Table 3 below presents the results of using the external planner, which suggest that:
External planner tuning outperforms other methods on the in-domain task. The DOTS method achieves 57.7% accuracy with Llama-3-70b-Instruct and 75.4% accuracy with GPT-4o-mini on MATH, achieving significant improvement than baselines. This suggests that it is is robust across different LLMs and it can significantly improve the LLM’s zero-shot reasoning ability. The improvement from DOTS remains consistent as the solver LLM’s capabilities increase, indicating DOTS’ potential long-term value even as LLMs continue to improve rapidly.
The external planner can learn the appropriate action trajectory with only a few training examples. On the BBH, DOTS achieves improvements of 3.5% and 3.1% over the best static methods when using Llama-3-70B-Instruct and GPT-4o-mini, respectively.
The authors also present some internalized planner tuning results, but I’ll skip these as the findings and improvements are consistent. Instead, of the many results presented, I wanted to focus on OOD tasks, as these are becoming increasingly important owing to a focus on responsible and trustworthy AI.
Impressively, as shown below, the authors’ method consistently generalizes well across diverse OOD challenges. Static methods often fluctuate significantly in performance (e.g., CoT showing a slight advantage on MMLU-Pro and StrategyQA over DOTS using the Llama-3-70B-Instruct model, but then experience a sharp decline on DeepMind Math). This pattern of fluctuations can be observed in other methods as well, where some excel on individual tasks but fail to maintain strong performance. In contrast, DOTS continues to deliver consistently high accuracy across various models and datasets. The stability of the method is attributed by the authors to its ability to dynamically select appropriate reasoning trajectories. Results from the ablation study in Table 6 similarly support these conclusions.
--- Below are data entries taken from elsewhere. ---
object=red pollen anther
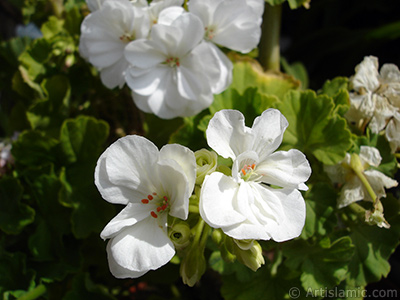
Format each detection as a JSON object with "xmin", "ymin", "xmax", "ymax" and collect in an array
[
  {"xmin": 141, "ymin": 199, "xmax": 149, "ymax": 204},
  {"xmin": 153, "ymin": 192, "xmax": 157, "ymax": 195},
  {"xmin": 252, "ymin": 164, "xmax": 255, "ymax": 169},
  {"xmin": 241, "ymin": 168, "xmax": 247, "ymax": 175},
  {"xmin": 147, "ymin": 195, "xmax": 153, "ymax": 200},
  {"xmin": 157, "ymin": 207, "xmax": 162, "ymax": 212},
  {"xmin": 163, "ymin": 196, "xmax": 168, "ymax": 201},
  {"xmin": 151, "ymin": 211, "xmax": 158, "ymax": 218},
  {"xmin": 176, "ymin": 61, "xmax": 180, "ymax": 67},
  {"xmin": 161, "ymin": 204, "xmax": 167, "ymax": 211}
]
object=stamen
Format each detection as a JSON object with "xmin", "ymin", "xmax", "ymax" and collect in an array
[
  {"xmin": 147, "ymin": 195, "xmax": 153, "ymax": 200},
  {"xmin": 151, "ymin": 211, "xmax": 158, "ymax": 218},
  {"xmin": 241, "ymin": 168, "xmax": 247, "ymax": 175},
  {"xmin": 141, "ymin": 199, "xmax": 149, "ymax": 204}
]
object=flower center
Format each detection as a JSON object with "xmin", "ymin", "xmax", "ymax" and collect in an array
[
  {"xmin": 204, "ymin": 26, "xmax": 216, "ymax": 41},
  {"xmin": 141, "ymin": 192, "xmax": 170, "ymax": 219},
  {"xmin": 240, "ymin": 164, "xmax": 263, "ymax": 182},
  {"xmin": 119, "ymin": 33, "xmax": 135, "ymax": 43},
  {"xmin": 164, "ymin": 57, "xmax": 180, "ymax": 67}
]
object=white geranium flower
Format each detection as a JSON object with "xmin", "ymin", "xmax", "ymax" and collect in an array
[
  {"xmin": 346, "ymin": 56, "xmax": 399, "ymax": 133},
  {"xmin": 79, "ymin": 0, "xmax": 150, "ymax": 89},
  {"xmin": 95, "ymin": 135, "xmax": 196, "ymax": 278},
  {"xmin": 324, "ymin": 146, "xmax": 398, "ymax": 208},
  {"xmin": 124, "ymin": 8, "xmax": 230, "ymax": 119},
  {"xmin": 188, "ymin": 0, "xmax": 263, "ymax": 53},
  {"xmin": 199, "ymin": 109, "xmax": 311, "ymax": 242}
]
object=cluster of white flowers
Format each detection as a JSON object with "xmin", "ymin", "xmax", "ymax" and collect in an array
[
  {"xmin": 94, "ymin": 108, "xmax": 311, "ymax": 279},
  {"xmin": 345, "ymin": 56, "xmax": 400, "ymax": 152},
  {"xmin": 80, "ymin": 0, "xmax": 264, "ymax": 119}
]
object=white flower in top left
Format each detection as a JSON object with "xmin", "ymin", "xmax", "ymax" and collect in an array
[
  {"xmin": 95, "ymin": 135, "xmax": 196, "ymax": 278},
  {"xmin": 79, "ymin": 0, "xmax": 150, "ymax": 89}
]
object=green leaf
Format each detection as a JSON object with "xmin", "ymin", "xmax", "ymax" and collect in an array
[
  {"xmin": 281, "ymin": 57, "xmax": 309, "ymax": 89},
  {"xmin": 169, "ymin": 111, "xmax": 209, "ymax": 150},
  {"xmin": 346, "ymin": 195, "xmax": 400, "ymax": 287},
  {"xmin": 221, "ymin": 262, "xmax": 303, "ymax": 300},
  {"xmin": 229, "ymin": 56, "xmax": 299, "ymax": 100},
  {"xmin": 320, "ymin": 77, "xmax": 350, "ymax": 116},
  {"xmin": 301, "ymin": 183, "xmax": 338, "ymax": 239},
  {"xmin": 210, "ymin": 87, "xmax": 278, "ymax": 125},
  {"xmin": 0, "ymin": 252, "xmax": 35, "ymax": 296},
  {"xmin": 277, "ymin": 90, "xmax": 352, "ymax": 165},
  {"xmin": 284, "ymin": 237, "xmax": 355, "ymax": 293},
  {"xmin": 12, "ymin": 130, "xmax": 59, "ymax": 167},
  {"xmin": 58, "ymin": 116, "xmax": 114, "ymax": 238},
  {"xmin": 264, "ymin": 0, "xmax": 310, "ymax": 9},
  {"xmin": 59, "ymin": 115, "xmax": 109, "ymax": 164},
  {"xmin": 27, "ymin": 75, "xmax": 71, "ymax": 135},
  {"xmin": 0, "ymin": 177, "xmax": 35, "ymax": 235},
  {"xmin": 63, "ymin": 273, "xmax": 116, "ymax": 300},
  {"xmin": 143, "ymin": 114, "xmax": 184, "ymax": 148}
]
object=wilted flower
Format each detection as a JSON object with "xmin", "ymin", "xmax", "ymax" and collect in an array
[
  {"xmin": 200, "ymin": 109, "xmax": 311, "ymax": 242},
  {"xmin": 95, "ymin": 135, "xmax": 196, "ymax": 278},
  {"xmin": 324, "ymin": 146, "xmax": 398, "ymax": 208}
]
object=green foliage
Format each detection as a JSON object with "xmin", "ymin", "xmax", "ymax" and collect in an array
[{"xmin": 276, "ymin": 90, "xmax": 352, "ymax": 165}]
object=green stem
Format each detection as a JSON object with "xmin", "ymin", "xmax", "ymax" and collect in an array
[
  {"xmin": 192, "ymin": 218, "xmax": 205, "ymax": 246},
  {"xmin": 257, "ymin": 3, "xmax": 282, "ymax": 71},
  {"xmin": 17, "ymin": 285, "xmax": 46, "ymax": 300},
  {"xmin": 348, "ymin": 203, "xmax": 366, "ymax": 219},
  {"xmin": 350, "ymin": 153, "xmax": 377, "ymax": 204},
  {"xmin": 183, "ymin": 0, "xmax": 188, "ymax": 11}
]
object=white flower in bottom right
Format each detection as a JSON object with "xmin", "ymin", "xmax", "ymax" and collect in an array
[{"xmin": 199, "ymin": 109, "xmax": 311, "ymax": 242}]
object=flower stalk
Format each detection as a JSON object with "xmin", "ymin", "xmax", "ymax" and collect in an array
[{"xmin": 258, "ymin": 3, "xmax": 282, "ymax": 71}]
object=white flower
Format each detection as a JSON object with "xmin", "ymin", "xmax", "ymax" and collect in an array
[
  {"xmin": 79, "ymin": 0, "xmax": 150, "ymax": 89},
  {"xmin": 124, "ymin": 8, "xmax": 230, "ymax": 119},
  {"xmin": 324, "ymin": 146, "xmax": 398, "ymax": 208},
  {"xmin": 345, "ymin": 56, "xmax": 399, "ymax": 133},
  {"xmin": 188, "ymin": 0, "xmax": 263, "ymax": 53},
  {"xmin": 199, "ymin": 109, "xmax": 311, "ymax": 242},
  {"xmin": 95, "ymin": 135, "xmax": 196, "ymax": 278}
]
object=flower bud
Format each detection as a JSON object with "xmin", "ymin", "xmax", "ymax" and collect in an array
[
  {"xmin": 233, "ymin": 239, "xmax": 265, "ymax": 272},
  {"xmin": 195, "ymin": 149, "xmax": 218, "ymax": 185},
  {"xmin": 169, "ymin": 221, "xmax": 192, "ymax": 250},
  {"xmin": 180, "ymin": 246, "xmax": 207, "ymax": 287}
]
A musing I’ll add here is an interesting question the authors pose, but don’t go far enough in answering; namely, do we need more reasoning steps for difficult questions? Recent research suggests that LLMs can better solve difficult questions by increasing the thinking time in the inference stage. In their study, the authors do explore the relationship between question difficulty and the average reasoning action trajectory length (see below). The trajectory length is determined by assigning a value of 0 to the EMPTY module and 1 to all other actions, while the question difficulty is derived from annotated levels on the MATH dataset. The figure shows that harder problems demand more computational steps, resulting in longer reasoning trajectories. Case analyses further reveal that the DOTS planner increases the proportion of verification steps as problem difficulty rises. To quote the authors: “This highlights an exciting fact — LLMs can learn to employ more reasoning steps for challenging problems through exploration, without requiring explicit expert guidance.”
In closing, DOTS enables LLMs to autonomously think about appropriate reasoning actions before answering questions. By defining atomic reasoning action modules, searching for optimal action trajectories, and training LLMs to plan for reasoning questions, it is able to get LLMs to dynamically adapt to specific questions and their inherent capability. The flexibility of the two learning paradigms, i.e., external and internalized planner tuning, further emphasizes adaptability to different LLMs.